Safer drug consumption services (SCS), also called supervised injection facilities (specific to injection only) or drug consumption rooms, are not a new idea. There are over 100 sites operating in 67 cities in ten countries around the world. Since the first SCS opened in 1986, the evidence and support for these programs has continued to increase over the years. Scores of high-quality, peer-reviewed scientific studies have consistently proven the positive effects of SCS on public health and safety.

Public health research has shown that SCS:
- Reduce overdose deaths by providing immediate first aid. No one has ever died while using drugs in an SCS.
- Increase access to drug treatment, especially among people who distrust the treatment system and are unlikely seek treatment on their own.
- Increase public order and safety by reducing drug use in public spaces such as parks and public restrooms
- Reduce improperly discarded drug use equipment in public spaces
- Reduce HIV and viral hepatitis transmission by reducing the reuse of drug use equipment by people who use at an SCS.
- Reduce skin and soft tissue infections, a common, debilitating, and expensive-to-treat consequence of injection drug use in unsanitary environments.
- Save money by preventing disease and unnecessary hospitalization. A recent San Francisco cost-effectiveness study predicted that one 13-booth SCS site would result in a net annual savings of $3.5 million for the city. In Baltimore, implementation of a single SCS could render a potential $7.8 million savings.

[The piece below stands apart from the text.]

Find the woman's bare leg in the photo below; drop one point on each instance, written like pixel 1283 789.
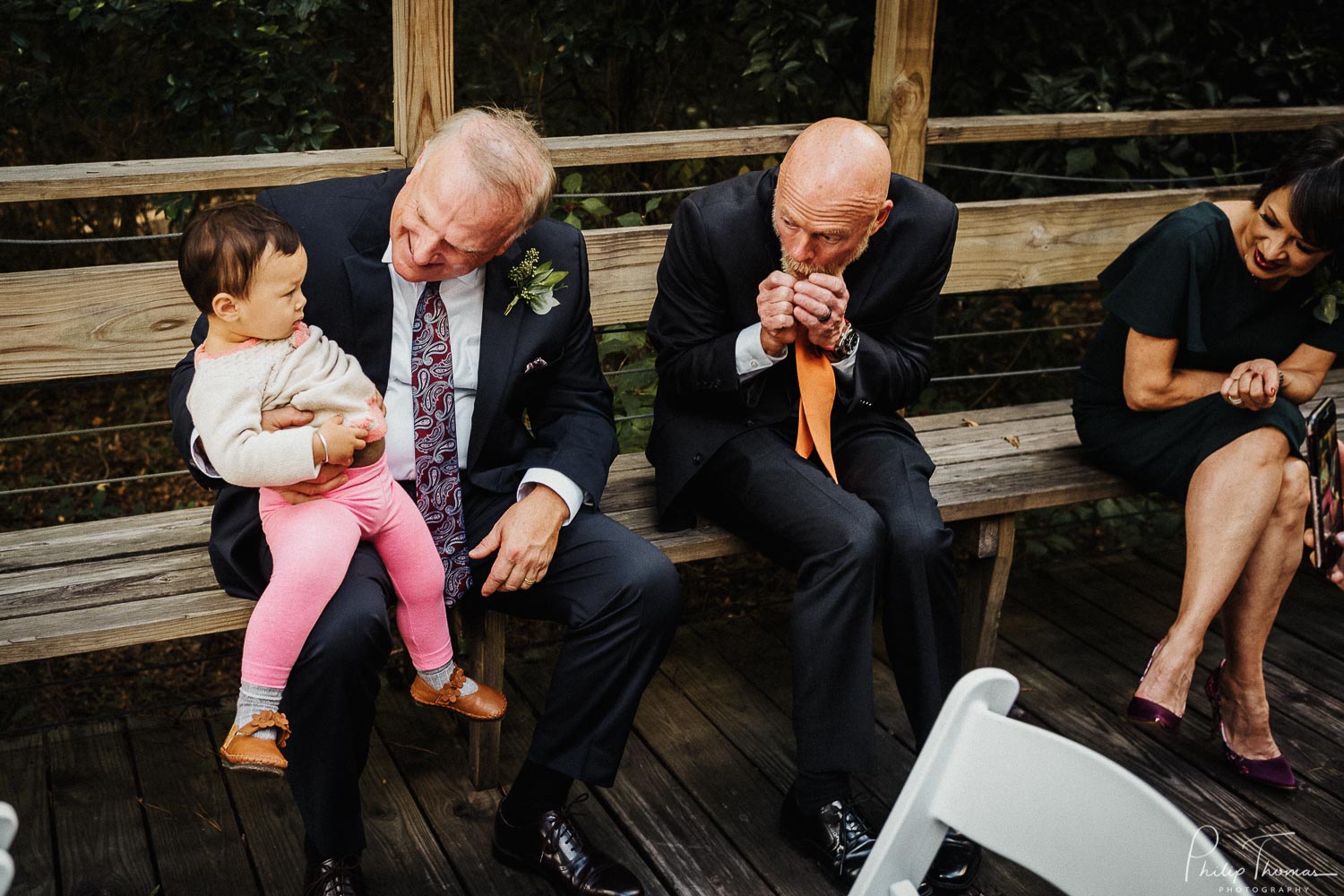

In addition, research has shown that SCS:
• Do NOT increase drug use in the surrounding community.
• Do NOT increase initiation into injection drug use.
• Do NOT increase drug-related crime.

There are over 100 SCS operating (Australia, Canada, Denmark, France, Germany, Luxembourg, the Netherlands, Norway, Spain, and Switzerland) and plans to expand in at least on more country (Ireland) by the end of 2017 – but none in the United States. Seattle - King County, Washington governments have stated an intention to authorize SCS. State-level legislation has been introduced in California (AB 186), Maryland, Massachusetts, and Vermont; and the city legislatures of San Francisco and New York City have taken steps to explore the viability of local SCS authorization.

While many counties in California support syringe exchange programs, many of the participants served are unable to practice safe injection techniques and safe disposal of syringes because they do not have a safe place to go. SCS would offer both a safe place to go to prevent disease transmission and overdose, but also promote connection to other services including drug treatment.

We, the undersigned individuals, believe that this evidence-based intervention would complement the existing efforts to improve the health and wellbeing of people who use drugs in California.